EU financial services chief Mairead McGuinness is set to unveil her ‘retail investment strategy’ to attract more retail investors into capital markets.

But according to Reuters, the strategy will include a potential ban on commissions for financial advisers distributing banks’ and insurers’ products.

McGuinness believes this would lead to cheaper products for customers, citing the examples of the UK and the Netherlands, where commissions are banned. She explained that products where commission is paid are, on average, 35% more expensive than those without commission.

But Markus Faber, a senior member of the European Parliament, told the financial services chief that the move could cause a fundamental shift in the banking business models since most retail customers in the bloc access financial advice mostly via banks and insurance companies.

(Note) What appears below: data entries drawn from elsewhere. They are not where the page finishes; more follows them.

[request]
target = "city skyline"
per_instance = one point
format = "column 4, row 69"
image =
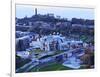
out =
column 69, row 13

The “inducements” paid for the sale of financial products also fund the widespread non-independent advice model in several of the member states.

Distribution

Germany echoed this, with finance minister Christian Lindner stating the move would create a “serious setback” for the EU’s capital markets and it would actually limit choice for consumers.

He added that, in Germany, commission-based selling is the predominant system when accessing financial advice and that a ban would work against that model and inhibit access for consumers.

Lindner continued that the current EU regulation on inducements is already “well balanced and forces investment firms to act in the best interest of their clients”.

Several banking and insurance industry bodies sided with Lindner on the move.

David Vacani, principal at Beacon Global Wealth Management, told International Adviser: “The main issue is that there are major institutions in Germany, as in France for example, where big banks and insurance companies largely control the distribution of financial planning products.

“I would suggest there is significant vested interest in commission-paying products to the banks and insurers. That is very much the case in France.

“Clearly the EU’s direction of travel is ideally towards adviser fee and a clarity of charges for investments and financial planning rather than just a product sale, but some of these big institutions will fight to maintain their commission-paying products I expect.

“In the UK post-RDR there has been a significant improvement in the costings of investment products and this has given significant benefits for clients with clarity of fees and advice.”

Affordability

Chris Lean, director and financial planner at Aisa International, told IA: “While we operate on an adviser charging fee basis in the same way as the UK, most people in the EU rely on banks and insurance companies to provide advice on insurance and savings.

“I would agree with Christian Lindner as it would restrict access to advice for many that are not used to paying fees in the same way as they would for other professional services. For me, the issue is not the commission payments themselves, it is more about transparency and investors being able to understand and agree to the amount of incentive and whether it is reasonable given the sums invested, the advice given, and the work involved.

“In places like the UK, where commission was banned some time ago, there is an ever-increasing ‘advice gap’ developing between those that are willing and able to pay fees separately and the rest. While the ban has resulted in better priced products, this is only really benefitting those that can afford the advice.”